Essa conta citada por Isabel Lemos, porém, pode ser desbalanceada caso o minério de ferro entre em uma trajetória de queda mais firme e teste patamares de preços um pouco menos favoráveis para a Vale, como destaca Takahaski.
“De fato, a situação na China é relevante para os resultados da Vale. Por outro, a empresa possui um custo de operação relativamente baixo em comparação com seus pares, o que garante uma vantagem competitiva nesse cenário de queda do minério”, explica Pedro Takahaski.
Por esse e outros motivos, o analista de renda variável da AZ Quest se mostra cauteloso com os papéis da Vale.
“Existem algumas questões micro que jogam contra o papel da Vale no curto prazo. O tema da sucessão do CEO (postergado para o final do ano), a repactuação da Samarco e a renovação das ferrovias são algumas das questões que trazem incertezas para a ação. Portanto, consolidando essa visão macro e micro, permanecemos negativos na tese de Vale”, completa.
Qual é o impacto do minério no Ibovespa?
A Vale é a empresa com o maior peso no Ibovespa. Logo, estendendo a discussão, uma eventual queda abrupta nas ações da mineradora pode impactar o índice como um todo. Mesmo assim, o cenário não parece tão preocupante a esse ponto.

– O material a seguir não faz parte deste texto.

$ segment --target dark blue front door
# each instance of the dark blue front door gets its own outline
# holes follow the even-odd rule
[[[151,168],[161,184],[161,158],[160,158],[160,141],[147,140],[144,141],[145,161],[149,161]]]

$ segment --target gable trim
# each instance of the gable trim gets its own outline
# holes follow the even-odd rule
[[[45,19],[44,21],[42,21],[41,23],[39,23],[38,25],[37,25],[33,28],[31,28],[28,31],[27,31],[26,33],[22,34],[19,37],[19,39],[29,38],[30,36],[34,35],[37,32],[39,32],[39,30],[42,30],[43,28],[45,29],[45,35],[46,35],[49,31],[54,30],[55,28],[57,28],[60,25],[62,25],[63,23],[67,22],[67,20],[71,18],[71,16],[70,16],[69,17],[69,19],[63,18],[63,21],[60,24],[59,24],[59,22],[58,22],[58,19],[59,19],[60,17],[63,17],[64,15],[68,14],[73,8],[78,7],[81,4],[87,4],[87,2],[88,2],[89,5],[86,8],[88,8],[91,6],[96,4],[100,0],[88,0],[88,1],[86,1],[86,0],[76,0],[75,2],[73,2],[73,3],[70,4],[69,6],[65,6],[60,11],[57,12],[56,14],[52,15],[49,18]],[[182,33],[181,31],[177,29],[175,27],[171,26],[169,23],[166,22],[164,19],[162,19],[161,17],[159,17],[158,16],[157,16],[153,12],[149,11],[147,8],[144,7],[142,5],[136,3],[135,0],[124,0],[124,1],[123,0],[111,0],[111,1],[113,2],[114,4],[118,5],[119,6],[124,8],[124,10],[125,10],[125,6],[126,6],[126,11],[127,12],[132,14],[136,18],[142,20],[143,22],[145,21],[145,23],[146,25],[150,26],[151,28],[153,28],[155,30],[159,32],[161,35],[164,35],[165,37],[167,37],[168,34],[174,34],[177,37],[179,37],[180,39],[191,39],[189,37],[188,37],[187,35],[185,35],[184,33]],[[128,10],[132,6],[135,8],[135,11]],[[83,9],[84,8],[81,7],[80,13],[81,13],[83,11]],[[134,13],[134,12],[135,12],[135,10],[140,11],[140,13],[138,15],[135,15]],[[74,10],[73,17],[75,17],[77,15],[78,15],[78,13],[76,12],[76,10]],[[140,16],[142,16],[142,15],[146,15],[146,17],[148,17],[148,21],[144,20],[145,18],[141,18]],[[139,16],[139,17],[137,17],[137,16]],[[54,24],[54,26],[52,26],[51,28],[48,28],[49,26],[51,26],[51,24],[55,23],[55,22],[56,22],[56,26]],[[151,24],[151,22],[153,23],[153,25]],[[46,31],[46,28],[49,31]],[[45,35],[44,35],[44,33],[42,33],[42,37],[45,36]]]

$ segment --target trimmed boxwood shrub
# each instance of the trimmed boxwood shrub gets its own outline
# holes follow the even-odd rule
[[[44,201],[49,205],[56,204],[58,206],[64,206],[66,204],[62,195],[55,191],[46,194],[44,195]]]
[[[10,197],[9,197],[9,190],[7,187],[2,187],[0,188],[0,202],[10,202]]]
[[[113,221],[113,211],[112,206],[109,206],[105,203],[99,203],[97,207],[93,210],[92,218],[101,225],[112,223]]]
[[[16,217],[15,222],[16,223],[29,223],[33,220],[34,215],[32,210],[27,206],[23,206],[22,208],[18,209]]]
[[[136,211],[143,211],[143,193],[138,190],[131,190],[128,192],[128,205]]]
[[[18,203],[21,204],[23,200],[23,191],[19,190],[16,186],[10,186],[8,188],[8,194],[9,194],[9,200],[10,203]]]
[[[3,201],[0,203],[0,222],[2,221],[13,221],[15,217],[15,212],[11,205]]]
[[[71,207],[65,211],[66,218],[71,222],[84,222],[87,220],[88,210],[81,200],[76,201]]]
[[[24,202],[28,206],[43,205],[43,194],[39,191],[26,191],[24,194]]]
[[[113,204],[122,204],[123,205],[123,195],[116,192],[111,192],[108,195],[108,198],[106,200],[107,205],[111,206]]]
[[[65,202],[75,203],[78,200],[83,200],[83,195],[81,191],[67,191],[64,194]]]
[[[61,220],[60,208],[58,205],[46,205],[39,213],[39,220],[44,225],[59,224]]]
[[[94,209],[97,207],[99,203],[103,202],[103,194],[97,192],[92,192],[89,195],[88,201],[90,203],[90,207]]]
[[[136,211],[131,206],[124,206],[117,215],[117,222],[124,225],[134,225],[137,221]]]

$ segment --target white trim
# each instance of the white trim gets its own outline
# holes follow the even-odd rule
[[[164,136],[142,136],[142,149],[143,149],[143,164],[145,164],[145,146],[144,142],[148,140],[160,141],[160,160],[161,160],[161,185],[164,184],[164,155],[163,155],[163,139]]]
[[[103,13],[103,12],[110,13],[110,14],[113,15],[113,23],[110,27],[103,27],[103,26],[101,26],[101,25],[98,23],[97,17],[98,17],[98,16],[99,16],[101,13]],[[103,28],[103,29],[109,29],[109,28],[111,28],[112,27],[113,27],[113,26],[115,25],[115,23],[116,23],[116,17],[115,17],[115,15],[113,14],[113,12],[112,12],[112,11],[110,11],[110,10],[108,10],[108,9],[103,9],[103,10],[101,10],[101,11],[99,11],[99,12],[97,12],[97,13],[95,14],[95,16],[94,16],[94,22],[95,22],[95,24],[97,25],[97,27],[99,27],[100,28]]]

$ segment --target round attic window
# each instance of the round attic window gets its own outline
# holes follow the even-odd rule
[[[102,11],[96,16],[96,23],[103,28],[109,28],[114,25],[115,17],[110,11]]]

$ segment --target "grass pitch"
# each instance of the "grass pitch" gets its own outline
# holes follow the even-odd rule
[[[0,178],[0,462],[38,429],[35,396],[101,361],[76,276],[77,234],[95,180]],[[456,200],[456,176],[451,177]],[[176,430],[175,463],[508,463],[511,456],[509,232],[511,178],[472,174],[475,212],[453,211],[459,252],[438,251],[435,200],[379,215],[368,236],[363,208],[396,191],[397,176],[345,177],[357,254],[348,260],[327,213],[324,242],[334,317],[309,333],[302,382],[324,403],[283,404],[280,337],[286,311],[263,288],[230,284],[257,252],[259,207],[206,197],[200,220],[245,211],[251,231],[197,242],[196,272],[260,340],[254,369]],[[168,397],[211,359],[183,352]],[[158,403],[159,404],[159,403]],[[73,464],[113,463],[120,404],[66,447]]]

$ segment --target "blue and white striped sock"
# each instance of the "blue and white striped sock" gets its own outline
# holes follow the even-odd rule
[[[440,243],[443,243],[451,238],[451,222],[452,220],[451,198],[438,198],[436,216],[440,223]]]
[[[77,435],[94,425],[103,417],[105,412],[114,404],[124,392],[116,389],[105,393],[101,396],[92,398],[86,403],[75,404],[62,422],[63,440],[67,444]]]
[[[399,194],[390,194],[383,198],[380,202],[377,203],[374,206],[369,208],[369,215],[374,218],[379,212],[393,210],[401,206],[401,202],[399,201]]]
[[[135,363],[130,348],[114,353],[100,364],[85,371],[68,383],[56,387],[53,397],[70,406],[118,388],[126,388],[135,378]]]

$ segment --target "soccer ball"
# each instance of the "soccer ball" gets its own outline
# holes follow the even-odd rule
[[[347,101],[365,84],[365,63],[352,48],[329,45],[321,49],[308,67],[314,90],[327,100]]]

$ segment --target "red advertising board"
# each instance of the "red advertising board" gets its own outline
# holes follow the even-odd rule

“Existe um impacto, mas é pequeno. As empresas de minério, juntas, representam cerca de 15% do índice. Então se todas elas caíssem 10%, seria um impacto aproximado de 1,5% no Ibovespa”, afirma Isabel Lemos, destacando outras variáveis que devem estar no radar do investidor neste momento.
“A questão dos juros e da inflação lá fora e a Selic aqui são mais importantes para o andar do índice do que olhar somente para minério e Vale”, completa.